Segundo os cálculos apresentados pelo gabinete do parlamentar, se o governo abrir mão de R$ 25,8 bilhões em IR, o Fundo de Participação dos Estados (FPE), o Fundo de Participação dos Municípios (FPM) e os fundos regionais perderão juntos R$ 12,9 bilhões, o que representa 50% do impacto total. Com a tributação sobre alta renda e dividendos, essas perdas poderiam ser compensadas, garantindo a neutralidade fiscal.
No entanto, o parlamentar ressalta que o mesmo não ocorre com o IRRF. “Já no caso do IR retido na fonte (IRRF), a dinâmica não é tão simples e muito menos neutra do ponto de vista fiscal. Por não transitarem pela conta única do Tesouro Nacional, isto é, não serem diretamente arrecadados pelo governo federal, quaisquer reduções em sua base de cálculo afetam diretamente o cofre dos Estados e municípios”, destaca a nota técnica.
Nas projeções divulgadas, ele calcula que as perdas no IRRF vão de R$ 3,6 bilhões a R$ 9 bilhões para os Estados e de R$ 2 bilhões a R$ 5 bilhões para os municípios. Os cálculos testam diferentes cenários, já que não se sabe a estrutura salarial da folha de pagamento de todos os entes federativos. “O Congresso Nacional dentro de suas competências deverá propor alterações para garantir que o projeto seja neutro do ponto de vista fiscal, redistributivo de renda e justo com entes federativos”, reforça o documento.
No Senado, a proposta apresentada pelo governo também provocou algumas reclamações. O Broadcast apurou que prefeitos começaram a procurar gabinetes de alguns senadores para argumentar que o texto, da forma como está, causará uma queda de arrecadação.
Senadores ouvidos pela reportagem disseram que aguardam o andamento da discussão sobre o assunto na Câmara, com a justificativa de que só será necessário elaborar formas de compensação para os governos estaduais e as prefeituras se os deputados não fizerem esse ajuste no texto - o que é visto como improvável, diante da pressão que os Estados e municípios começaram a fazer nos últimos dias.
Como antecipou o Estadão/Broadcast, a Confederação Nacional dos Municípios (CMN) também vai defender que haja um mecanismo de compensação, com critérios previamente definidos em lei. A entidade estima que, dos 7,5 milhões de servidores municipais, 3,4 milhões já são isentos e que mais 2 milhões passarão a estar com a nova regra, resultando em uma perda de arrecadação própria de quase R$ 5 bilhões em 2026. Somando a redução da receita própria e do FPM, a perda para os municípios pode chegar a R$ 11,8 bilhões, diz em nota.
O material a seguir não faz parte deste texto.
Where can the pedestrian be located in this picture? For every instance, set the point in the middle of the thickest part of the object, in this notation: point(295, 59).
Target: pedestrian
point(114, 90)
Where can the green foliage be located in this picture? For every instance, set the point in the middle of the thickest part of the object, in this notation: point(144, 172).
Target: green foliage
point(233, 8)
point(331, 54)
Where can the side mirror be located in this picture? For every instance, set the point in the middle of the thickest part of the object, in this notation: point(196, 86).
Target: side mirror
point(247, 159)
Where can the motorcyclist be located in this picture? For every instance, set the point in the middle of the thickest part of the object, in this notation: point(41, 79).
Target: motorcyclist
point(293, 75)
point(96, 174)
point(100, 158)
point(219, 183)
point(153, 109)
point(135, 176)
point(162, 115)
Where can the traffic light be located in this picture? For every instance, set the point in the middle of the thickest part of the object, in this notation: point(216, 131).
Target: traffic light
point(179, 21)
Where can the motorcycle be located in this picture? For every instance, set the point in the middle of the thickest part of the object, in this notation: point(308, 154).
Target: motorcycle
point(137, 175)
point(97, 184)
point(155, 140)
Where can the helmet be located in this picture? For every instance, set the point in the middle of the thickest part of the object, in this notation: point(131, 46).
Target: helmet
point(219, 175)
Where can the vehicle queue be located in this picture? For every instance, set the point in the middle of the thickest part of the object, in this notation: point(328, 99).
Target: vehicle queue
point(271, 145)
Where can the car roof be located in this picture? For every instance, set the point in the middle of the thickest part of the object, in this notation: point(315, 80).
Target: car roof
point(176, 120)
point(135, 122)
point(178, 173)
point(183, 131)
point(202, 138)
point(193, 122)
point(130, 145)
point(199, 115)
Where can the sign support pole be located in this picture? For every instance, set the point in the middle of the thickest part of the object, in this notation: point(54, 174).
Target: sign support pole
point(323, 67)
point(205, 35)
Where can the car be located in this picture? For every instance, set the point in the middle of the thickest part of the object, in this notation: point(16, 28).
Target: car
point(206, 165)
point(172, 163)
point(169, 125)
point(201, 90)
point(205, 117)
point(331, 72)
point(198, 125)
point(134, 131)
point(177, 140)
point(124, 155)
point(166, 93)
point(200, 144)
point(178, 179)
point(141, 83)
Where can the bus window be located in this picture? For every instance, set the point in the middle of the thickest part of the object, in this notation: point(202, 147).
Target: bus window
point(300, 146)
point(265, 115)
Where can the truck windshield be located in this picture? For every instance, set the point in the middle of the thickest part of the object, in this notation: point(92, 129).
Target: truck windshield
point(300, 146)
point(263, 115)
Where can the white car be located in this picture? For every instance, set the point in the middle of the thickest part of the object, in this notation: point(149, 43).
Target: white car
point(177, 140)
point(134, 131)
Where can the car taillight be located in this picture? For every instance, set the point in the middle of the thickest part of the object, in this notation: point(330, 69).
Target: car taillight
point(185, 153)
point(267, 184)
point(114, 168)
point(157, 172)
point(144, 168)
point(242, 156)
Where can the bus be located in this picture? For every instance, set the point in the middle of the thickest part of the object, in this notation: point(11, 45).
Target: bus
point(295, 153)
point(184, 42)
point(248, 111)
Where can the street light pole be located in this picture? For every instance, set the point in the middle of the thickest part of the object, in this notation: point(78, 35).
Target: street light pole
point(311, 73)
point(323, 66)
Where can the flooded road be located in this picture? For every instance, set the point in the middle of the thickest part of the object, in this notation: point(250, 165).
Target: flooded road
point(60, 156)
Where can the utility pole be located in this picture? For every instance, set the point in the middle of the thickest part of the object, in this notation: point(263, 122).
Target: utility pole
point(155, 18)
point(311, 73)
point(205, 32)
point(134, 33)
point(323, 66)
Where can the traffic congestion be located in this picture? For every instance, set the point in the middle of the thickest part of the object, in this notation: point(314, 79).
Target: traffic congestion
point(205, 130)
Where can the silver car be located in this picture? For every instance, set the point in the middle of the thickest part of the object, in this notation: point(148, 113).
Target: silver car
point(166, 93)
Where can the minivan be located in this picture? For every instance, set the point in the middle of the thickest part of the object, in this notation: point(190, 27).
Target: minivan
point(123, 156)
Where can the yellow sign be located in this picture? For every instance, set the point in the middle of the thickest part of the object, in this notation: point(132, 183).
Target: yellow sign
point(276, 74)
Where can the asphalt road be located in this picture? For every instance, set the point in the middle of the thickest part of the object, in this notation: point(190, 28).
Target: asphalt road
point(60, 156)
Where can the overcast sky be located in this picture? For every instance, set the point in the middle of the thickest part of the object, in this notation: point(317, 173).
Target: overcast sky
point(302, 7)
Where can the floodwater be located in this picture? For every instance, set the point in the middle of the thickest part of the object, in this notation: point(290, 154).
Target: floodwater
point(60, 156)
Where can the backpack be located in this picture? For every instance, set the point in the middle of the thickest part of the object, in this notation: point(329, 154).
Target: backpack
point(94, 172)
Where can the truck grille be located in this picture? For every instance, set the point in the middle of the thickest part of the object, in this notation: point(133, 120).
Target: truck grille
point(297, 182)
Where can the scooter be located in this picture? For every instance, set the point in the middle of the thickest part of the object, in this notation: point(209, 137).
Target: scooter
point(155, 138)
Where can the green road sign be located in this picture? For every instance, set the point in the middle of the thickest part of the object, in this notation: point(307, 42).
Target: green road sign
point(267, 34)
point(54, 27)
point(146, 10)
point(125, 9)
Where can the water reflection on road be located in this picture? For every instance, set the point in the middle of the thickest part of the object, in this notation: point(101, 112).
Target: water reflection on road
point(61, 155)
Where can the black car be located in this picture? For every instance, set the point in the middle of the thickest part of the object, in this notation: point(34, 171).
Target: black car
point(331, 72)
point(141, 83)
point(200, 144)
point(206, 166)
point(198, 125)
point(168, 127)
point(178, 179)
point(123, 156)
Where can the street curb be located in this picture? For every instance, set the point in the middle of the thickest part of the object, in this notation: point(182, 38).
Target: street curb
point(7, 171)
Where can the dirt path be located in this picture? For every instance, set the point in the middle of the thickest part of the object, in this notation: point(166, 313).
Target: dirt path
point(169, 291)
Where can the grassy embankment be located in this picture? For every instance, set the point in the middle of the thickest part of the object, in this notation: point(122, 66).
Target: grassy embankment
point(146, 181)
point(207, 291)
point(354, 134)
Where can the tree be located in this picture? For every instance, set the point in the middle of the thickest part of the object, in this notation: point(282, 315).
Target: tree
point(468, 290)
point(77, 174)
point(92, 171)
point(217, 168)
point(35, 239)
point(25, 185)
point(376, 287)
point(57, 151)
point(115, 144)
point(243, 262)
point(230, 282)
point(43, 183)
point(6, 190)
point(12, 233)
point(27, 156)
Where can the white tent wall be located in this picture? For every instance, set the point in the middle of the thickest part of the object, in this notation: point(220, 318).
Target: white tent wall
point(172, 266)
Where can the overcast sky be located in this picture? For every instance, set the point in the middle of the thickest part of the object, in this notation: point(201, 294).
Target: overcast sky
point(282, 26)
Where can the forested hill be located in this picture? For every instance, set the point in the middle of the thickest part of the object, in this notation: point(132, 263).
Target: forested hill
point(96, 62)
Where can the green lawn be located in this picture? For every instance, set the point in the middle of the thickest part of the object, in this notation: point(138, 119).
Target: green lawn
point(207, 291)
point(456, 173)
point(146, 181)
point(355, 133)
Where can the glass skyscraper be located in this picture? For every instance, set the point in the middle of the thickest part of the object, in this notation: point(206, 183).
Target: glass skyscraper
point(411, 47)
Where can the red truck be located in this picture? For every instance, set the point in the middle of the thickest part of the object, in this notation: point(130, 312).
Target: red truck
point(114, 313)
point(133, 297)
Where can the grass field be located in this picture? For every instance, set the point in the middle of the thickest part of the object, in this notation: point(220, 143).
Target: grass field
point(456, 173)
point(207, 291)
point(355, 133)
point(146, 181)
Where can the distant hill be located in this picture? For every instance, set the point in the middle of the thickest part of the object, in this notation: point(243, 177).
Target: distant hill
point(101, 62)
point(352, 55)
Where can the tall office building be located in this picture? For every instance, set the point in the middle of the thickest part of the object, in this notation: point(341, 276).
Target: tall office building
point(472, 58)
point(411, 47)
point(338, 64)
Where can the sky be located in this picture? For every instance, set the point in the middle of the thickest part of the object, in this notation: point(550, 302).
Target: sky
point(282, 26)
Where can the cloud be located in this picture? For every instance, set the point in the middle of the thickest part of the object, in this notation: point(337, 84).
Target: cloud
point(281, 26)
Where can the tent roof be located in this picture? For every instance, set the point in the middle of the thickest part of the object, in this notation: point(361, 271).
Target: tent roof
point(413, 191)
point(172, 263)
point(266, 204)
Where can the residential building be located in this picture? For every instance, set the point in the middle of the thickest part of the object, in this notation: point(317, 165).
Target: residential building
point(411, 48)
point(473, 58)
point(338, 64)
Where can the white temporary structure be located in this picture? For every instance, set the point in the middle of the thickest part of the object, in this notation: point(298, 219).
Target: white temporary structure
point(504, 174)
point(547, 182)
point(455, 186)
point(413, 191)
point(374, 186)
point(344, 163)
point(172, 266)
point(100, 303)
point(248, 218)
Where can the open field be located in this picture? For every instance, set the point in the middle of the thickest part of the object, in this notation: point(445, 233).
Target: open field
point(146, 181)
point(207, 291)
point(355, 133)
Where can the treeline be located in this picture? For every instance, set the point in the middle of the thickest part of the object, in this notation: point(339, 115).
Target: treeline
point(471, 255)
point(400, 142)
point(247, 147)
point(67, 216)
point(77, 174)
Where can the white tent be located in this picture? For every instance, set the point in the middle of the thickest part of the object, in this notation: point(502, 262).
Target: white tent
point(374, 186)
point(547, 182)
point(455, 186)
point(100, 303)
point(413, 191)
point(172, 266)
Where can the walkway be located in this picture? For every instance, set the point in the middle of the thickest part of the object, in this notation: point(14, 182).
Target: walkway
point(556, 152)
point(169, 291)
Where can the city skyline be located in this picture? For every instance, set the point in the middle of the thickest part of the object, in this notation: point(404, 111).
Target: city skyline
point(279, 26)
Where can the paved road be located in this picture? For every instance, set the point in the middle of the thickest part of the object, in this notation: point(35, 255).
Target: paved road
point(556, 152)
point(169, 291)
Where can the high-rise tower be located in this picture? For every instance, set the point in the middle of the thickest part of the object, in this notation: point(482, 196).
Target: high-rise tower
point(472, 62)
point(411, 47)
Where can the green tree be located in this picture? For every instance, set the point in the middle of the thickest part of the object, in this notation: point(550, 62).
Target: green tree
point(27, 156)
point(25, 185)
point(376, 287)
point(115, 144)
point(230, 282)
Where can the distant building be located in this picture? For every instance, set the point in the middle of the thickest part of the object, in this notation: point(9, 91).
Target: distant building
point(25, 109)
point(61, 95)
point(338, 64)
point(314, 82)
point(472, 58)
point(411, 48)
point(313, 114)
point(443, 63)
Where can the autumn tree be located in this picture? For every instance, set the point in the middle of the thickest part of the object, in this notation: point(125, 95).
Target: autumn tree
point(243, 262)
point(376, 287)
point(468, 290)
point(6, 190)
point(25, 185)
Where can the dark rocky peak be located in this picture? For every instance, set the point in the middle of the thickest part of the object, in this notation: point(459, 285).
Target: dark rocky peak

A estimativa de impacto dos Estados também está neste patamar de R$ 11 bilhões.
Na semana passada, o secretário da Receita Federal, Robinson Barreirinhas, disse em entrevista à CNN Brasil que o imposto mínimo para alta renda, medida para compensar a perda com a isenção, atenderá também os Estados. Ele afirmou ainda que a retirada do imposto para o trabalhador serve como um “14º salário” ou “renda extra”, o que irá impulsionar o consumo e, consequentemente, reverterá a arrecadação de ICMS para os Estados e de ISS aos municípios.
“Então, esse aquecimento da economia por conta desse valor injetado muito mais do que compensa qualquer suposta perda de Estados e municípios”, defendeu.
A procuradora-geral da Fazenda Nacional, Anelize de Almeida, lembrou, na coletiva técnica de apresentação do projeto, que o Imposto de Renda é um tributo com capacidade ativa 100% da União. “Os Estados têm direito na verdade a uma repartição da arrecadação, do produto da arrecadação”, disse na ocasião.
Ela também frisou que, como a compensação para o projeto não é uma colcha de retalhos e vem justamente da cobrança de IR, mas sobre a alta renda, não há impacto na conta final do que é arrecadado com o imposto. “Não há que você falar em compensação, por isso na minha opinião não deveria ter negociação com Estados”, disse.